Reliance placed by Sri V.S. Raju, Learned Counsel, on Narasaraopet Electric Corporation Ltd v. A. Ramachandran ((1983) 53 Comp.Cas 100), is misplaced. A subsequent Division Bench of this Court, in Nagavarapu Krishna Prasad (Supra),considered the said judgment and observed:-

“……….The learned counsel for the respondents also relied upon an unreported decision of a Division Bench of this court in O.S. Appeal No. 7/1970, dated January 28, 1974, (Narasaraopet Electric Corporation Ltd. v. A. Ramachandran [since reported in [1983] 53 Comp Cas 100 reversing the decision of a single judge which is reported in A. Ramachandran v. Narasaraopet Electric Corporation Ltd. [1972] 42 Comp Cas 182 (AP). In that case the Narasaraopet Electric Corporation was acquired by the Government of Madras. The learned judges held that the memorandum of association catalogued as many as 32 items, one of which was to supply electrical energy to Narasaraopet which was taken over by the Government and it was open to the company to carry on other businesses in order to achieve one or more objects of the company. There is no proper discussion of the question as to whether the substratum of the company had disappeared as the main object could not be carried on in view of the acquisition of the undertaking by the Government……” (emphasis supplied)

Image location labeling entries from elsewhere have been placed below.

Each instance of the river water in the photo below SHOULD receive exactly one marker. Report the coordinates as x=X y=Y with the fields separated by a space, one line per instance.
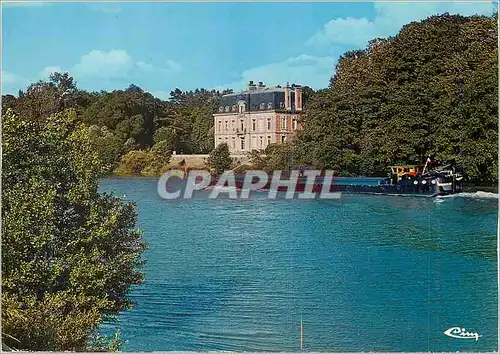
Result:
x=364 y=273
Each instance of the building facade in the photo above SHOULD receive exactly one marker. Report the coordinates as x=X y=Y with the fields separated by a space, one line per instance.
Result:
x=260 y=116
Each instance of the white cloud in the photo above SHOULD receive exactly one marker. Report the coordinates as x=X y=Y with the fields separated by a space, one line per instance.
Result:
x=48 y=70
x=9 y=78
x=349 y=30
x=25 y=3
x=144 y=66
x=389 y=18
x=115 y=63
x=172 y=66
x=109 y=9
x=303 y=69
x=163 y=95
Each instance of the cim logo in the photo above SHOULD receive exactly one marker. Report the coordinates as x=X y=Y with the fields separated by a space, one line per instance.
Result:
x=461 y=333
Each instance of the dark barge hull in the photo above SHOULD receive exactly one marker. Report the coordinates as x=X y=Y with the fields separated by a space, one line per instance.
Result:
x=427 y=190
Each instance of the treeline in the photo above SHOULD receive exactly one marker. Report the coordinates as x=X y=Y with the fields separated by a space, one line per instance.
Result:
x=430 y=91
x=397 y=101
x=131 y=129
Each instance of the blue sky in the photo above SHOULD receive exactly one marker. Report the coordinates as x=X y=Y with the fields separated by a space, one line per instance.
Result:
x=161 y=46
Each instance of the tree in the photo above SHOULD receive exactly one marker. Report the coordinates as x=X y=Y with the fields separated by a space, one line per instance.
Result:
x=69 y=254
x=397 y=101
x=219 y=159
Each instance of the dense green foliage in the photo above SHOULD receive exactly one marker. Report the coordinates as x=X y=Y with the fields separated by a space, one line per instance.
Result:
x=397 y=101
x=125 y=120
x=69 y=254
x=219 y=159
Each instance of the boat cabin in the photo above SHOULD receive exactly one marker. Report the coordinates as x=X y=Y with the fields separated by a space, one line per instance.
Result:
x=399 y=171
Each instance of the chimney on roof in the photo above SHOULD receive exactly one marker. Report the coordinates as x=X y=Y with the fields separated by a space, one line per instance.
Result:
x=298 y=97
x=288 y=96
x=251 y=85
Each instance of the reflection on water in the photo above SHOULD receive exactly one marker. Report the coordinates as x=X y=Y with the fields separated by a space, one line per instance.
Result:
x=364 y=272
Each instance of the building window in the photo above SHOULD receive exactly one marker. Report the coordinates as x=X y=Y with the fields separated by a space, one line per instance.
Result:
x=241 y=107
x=283 y=123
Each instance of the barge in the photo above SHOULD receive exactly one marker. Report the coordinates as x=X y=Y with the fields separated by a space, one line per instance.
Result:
x=404 y=180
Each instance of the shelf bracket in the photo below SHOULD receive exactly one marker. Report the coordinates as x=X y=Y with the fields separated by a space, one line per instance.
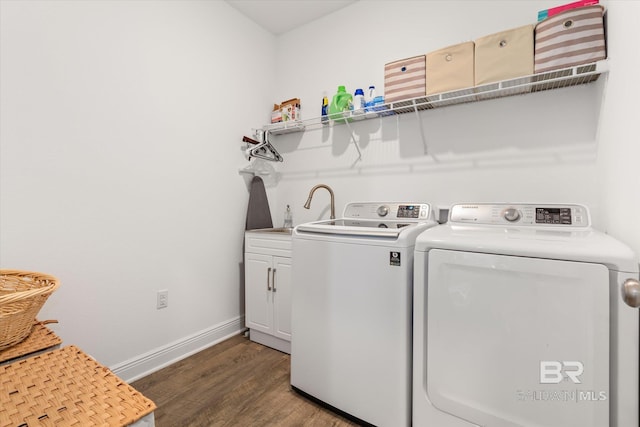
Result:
x=421 y=127
x=353 y=138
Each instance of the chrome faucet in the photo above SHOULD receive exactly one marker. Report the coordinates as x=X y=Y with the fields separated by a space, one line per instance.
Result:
x=307 y=205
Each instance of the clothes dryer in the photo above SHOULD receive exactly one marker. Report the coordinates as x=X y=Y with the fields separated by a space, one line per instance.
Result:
x=523 y=316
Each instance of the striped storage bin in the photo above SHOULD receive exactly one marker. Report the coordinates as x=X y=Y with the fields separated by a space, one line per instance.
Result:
x=404 y=79
x=570 y=38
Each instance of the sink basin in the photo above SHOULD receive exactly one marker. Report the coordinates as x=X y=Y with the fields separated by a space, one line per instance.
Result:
x=280 y=230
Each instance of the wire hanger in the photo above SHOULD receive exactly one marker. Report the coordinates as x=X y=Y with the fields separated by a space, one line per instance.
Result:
x=262 y=150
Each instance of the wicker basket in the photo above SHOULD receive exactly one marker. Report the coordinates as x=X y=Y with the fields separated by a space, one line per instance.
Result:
x=22 y=295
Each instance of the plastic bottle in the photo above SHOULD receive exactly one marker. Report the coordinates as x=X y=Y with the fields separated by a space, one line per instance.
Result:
x=288 y=218
x=369 y=97
x=358 y=102
x=325 y=108
x=341 y=102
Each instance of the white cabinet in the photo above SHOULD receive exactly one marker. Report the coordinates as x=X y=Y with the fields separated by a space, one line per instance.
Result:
x=267 y=267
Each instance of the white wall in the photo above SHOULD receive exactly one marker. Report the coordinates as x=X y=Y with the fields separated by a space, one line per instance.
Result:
x=619 y=144
x=546 y=147
x=120 y=149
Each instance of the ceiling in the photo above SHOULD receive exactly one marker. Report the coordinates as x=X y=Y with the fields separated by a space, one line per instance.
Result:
x=280 y=16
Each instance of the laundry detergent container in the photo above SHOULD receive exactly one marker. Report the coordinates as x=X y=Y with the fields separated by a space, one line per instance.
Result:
x=450 y=68
x=570 y=38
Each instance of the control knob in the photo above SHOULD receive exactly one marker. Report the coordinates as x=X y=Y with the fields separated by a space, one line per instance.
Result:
x=511 y=214
x=383 y=210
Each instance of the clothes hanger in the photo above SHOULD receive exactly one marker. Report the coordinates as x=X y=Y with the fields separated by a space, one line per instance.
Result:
x=263 y=150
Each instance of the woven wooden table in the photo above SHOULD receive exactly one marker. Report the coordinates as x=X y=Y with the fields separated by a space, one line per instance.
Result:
x=41 y=338
x=66 y=387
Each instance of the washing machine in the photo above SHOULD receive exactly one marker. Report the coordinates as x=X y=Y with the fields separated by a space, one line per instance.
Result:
x=524 y=316
x=351 y=310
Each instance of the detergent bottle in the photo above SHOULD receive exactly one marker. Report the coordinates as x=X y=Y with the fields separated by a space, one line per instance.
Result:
x=341 y=102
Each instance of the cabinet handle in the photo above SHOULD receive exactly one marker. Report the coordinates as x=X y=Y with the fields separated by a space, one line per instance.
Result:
x=268 y=284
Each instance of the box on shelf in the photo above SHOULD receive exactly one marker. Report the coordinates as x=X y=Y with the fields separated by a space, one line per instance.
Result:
x=276 y=114
x=570 y=38
x=450 y=68
x=405 y=79
x=286 y=111
x=504 y=55
x=547 y=13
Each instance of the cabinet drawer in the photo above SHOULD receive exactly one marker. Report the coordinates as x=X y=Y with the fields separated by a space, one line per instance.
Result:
x=267 y=243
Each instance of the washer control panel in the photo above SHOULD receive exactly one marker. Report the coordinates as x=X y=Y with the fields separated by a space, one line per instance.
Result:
x=555 y=215
x=377 y=210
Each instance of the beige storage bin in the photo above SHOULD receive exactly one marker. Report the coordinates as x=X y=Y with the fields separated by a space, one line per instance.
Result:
x=570 y=38
x=450 y=68
x=404 y=79
x=504 y=55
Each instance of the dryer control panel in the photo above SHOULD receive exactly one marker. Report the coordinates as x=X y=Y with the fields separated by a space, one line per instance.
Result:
x=521 y=214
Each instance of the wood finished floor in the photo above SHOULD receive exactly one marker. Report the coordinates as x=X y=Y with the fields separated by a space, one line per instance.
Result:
x=234 y=383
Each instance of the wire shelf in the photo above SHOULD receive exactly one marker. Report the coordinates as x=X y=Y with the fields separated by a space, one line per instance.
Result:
x=556 y=79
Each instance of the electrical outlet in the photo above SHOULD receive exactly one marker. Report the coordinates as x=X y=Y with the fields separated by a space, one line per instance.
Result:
x=162 y=299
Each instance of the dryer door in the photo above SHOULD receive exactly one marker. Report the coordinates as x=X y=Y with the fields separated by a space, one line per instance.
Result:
x=514 y=341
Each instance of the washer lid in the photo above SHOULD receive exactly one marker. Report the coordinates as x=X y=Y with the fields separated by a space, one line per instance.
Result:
x=346 y=226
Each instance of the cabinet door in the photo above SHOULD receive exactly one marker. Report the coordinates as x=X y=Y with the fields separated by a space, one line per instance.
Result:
x=282 y=298
x=258 y=297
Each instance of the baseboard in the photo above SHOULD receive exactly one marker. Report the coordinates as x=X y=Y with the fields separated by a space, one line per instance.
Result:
x=147 y=363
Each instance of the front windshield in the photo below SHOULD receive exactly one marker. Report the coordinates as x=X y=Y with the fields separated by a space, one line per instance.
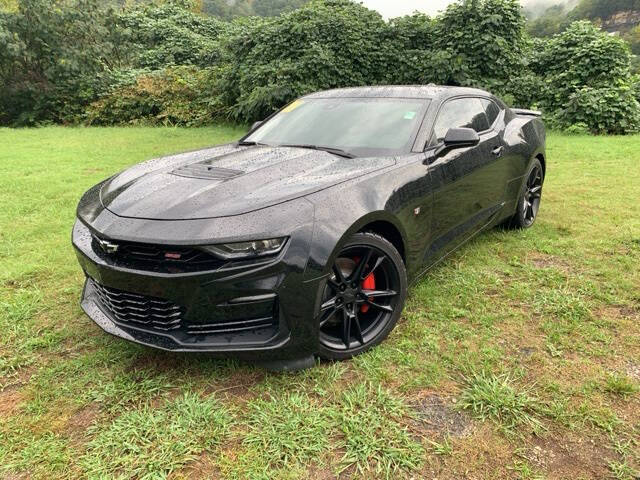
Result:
x=360 y=126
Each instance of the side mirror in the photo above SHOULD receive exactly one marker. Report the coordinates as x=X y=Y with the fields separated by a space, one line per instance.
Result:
x=458 y=138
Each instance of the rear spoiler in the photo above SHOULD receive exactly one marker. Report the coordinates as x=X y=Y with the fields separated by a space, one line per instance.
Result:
x=528 y=113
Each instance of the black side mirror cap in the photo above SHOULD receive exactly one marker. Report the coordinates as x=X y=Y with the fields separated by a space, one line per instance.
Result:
x=458 y=138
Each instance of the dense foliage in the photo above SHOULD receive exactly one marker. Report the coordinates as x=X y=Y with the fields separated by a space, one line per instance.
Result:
x=558 y=17
x=73 y=61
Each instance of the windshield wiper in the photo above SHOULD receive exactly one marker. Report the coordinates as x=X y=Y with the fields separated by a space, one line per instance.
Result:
x=251 y=144
x=335 y=151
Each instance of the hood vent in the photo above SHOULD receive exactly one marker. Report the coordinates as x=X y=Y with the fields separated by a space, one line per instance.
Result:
x=206 y=171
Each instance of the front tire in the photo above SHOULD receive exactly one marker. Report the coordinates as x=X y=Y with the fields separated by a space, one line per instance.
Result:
x=363 y=298
x=529 y=199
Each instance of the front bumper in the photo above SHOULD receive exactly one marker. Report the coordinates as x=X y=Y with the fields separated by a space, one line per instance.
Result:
x=256 y=311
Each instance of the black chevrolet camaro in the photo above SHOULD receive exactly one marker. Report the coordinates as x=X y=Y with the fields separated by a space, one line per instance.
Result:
x=301 y=239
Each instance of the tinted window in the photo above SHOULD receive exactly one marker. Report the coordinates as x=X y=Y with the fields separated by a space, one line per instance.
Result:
x=460 y=113
x=492 y=110
x=364 y=126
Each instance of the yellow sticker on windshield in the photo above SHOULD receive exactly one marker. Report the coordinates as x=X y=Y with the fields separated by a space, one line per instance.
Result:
x=292 y=106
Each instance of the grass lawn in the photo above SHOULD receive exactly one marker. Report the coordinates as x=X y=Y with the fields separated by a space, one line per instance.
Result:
x=519 y=357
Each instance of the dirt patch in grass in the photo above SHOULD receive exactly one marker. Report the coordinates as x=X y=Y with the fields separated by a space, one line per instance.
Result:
x=78 y=423
x=204 y=467
x=10 y=401
x=541 y=260
x=483 y=454
x=569 y=456
x=633 y=370
x=437 y=415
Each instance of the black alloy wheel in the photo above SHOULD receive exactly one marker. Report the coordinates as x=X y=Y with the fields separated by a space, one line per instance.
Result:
x=530 y=199
x=363 y=297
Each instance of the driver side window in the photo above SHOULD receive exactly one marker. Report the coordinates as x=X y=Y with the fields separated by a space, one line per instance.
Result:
x=459 y=113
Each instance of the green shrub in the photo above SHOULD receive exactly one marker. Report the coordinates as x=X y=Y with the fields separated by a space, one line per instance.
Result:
x=325 y=44
x=611 y=110
x=67 y=61
x=159 y=35
x=577 y=129
x=586 y=79
x=174 y=96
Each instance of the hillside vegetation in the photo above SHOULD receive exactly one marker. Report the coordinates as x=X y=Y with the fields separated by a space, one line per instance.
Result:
x=614 y=15
x=86 y=61
x=517 y=358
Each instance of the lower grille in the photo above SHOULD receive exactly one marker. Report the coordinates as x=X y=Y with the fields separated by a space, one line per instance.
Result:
x=135 y=310
x=231 y=327
x=140 y=310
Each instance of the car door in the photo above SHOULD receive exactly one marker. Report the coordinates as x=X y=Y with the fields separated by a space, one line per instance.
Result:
x=468 y=182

The judgment of this Court, in Golkonda Engineering Enterprises Ltd v. Ginni Vyappar Ltd ((1997) 1 CompLJ 404), relied upon by Sri V.S. Raju, relates to amalgamation of two companies, and not to winding up proceedings under Section 433(c) of the Act. Likewise, the observations of the Allahabad High Court, in Paramjit Lal Badhwar v. Prem Spinning and Weaving Mills Co. Ltd ((1986) 60 Com.Cas. 420), are inapplicable as Section 13(1)(d) necessitates compliance only by companies formed after the Companies (Amendment) Act, 1965, and not those incorporated prior thereto. Unlike in the present case, the respondent company, in Paramjit Lal Badhwar (Supra), was incorporated in the year 1921 and started carrying on its business of manufacturing cotton yarn from the year 1923 much prior to the Companies (Amendment) Act, 1965.

As the respondent has not been carrying on business in pursuit of its main objects for the past several years, and does not appear to have any intention of doing so in the immediate future, it must be held, prima facie, not only to have suspended its business for a whole year, but also to have lost its substratum, attracting the ingredients of Section 433(c) of the Act. As a prima facie case has been made out, the company petition must be, and is accordingly, admitted.

As required under Rule 24 read with Rule 99 of the Companies Court Rules, 1959, admission of the company petition is required to be advertised in two daily news papers. The petition shall be advertised in Business Standard (English Daily) and Andhra Prabha (Telugu Daily), Hyderabad editions on or before 31st day of October, 2012.